Interestingly, Patterns include the Automatic Subconscious Procedures (ASPs), which I have mentioned in a previous recording. We expect ASPs to be Patterns. Are they Patterns in Reality? Up to a point, yes.

You keep on doing the same thing, walking the same way, living the same way, working the same way, until something breaks the Pattern.

What is the Something that can break the Pattern? Well, an earthquake could break the Pattern, if you live in Japan. Or in New Zealand.

People who have been living in these earthquake-prone places for thousands of years would have a culture that passed down this awareness of the breaks, of the really-frequent breaks in the Patterns around us.

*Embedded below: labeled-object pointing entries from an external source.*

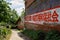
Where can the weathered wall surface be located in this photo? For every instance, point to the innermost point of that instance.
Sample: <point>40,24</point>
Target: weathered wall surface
<point>36,8</point>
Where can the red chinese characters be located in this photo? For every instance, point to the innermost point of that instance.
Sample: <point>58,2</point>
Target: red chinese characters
<point>45,16</point>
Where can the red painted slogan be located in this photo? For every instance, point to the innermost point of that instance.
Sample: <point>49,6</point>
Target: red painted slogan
<point>47,17</point>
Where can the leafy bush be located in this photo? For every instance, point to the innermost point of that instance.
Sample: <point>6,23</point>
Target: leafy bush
<point>4,32</point>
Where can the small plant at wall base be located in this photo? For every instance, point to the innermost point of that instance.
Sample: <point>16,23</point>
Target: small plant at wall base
<point>4,32</point>
<point>41,35</point>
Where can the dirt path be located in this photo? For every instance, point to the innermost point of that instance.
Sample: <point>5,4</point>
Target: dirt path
<point>15,36</point>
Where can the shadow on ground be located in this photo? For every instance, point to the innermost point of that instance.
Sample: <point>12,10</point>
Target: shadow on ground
<point>23,36</point>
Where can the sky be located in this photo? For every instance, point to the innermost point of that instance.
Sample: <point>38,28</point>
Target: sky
<point>18,5</point>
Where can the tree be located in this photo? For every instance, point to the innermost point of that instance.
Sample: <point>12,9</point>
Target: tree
<point>6,14</point>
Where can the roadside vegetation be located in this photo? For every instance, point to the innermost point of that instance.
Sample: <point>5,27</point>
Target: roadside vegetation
<point>8,18</point>
<point>42,35</point>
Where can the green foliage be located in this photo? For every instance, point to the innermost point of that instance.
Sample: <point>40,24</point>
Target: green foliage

If these breaks [=Exceptions] occur with a certain frequency, then the rules [=Patterns] you need have to do with “what you do in the next minute, in the immediate”. You have to concentrate on the immediate, you have to be able to communicate meaning quickly, you have to improve the way you deal with this frequent Pattern of the earth shaking and moving everything around you (the Planet may have just shifted its axis).

How did we explain earthquakes before we had the scientific field of seismology?

It was about a huge fish known as namazu (鯰 ‘catfish’) whose thrashings caused quakes.

Right now it’s about a tectonic plate, which somehow still feels like a fish because it’s almost alive in its unpredictability, although it doesn’t have consciousness like a fish would.

Unless you subscribe to the Gaia thesis (Earth-as-a-Planet having a mind and a soul) and you conceive the tectonic plate as  just one scale among the many scales covering Gaia.

From time to time, certain plates move. What happens then? At the seams of these plates, you’ve got a lot of interruption of Patterns, which might include our own little goings and comings on these plates.

Occasionally, this little movement of plates could cause a tsunami (津波 Harbor-Wave).

“Little” on whose scale? On the scale of the really big fish? On the scale of a big plate floating on lava?

We discovered new Patterns, new Exceptions to what we think are the Rules at a given moment. That’s how we improve our thinking, our knowledge about how to deal with the infinite number of Patterns out there.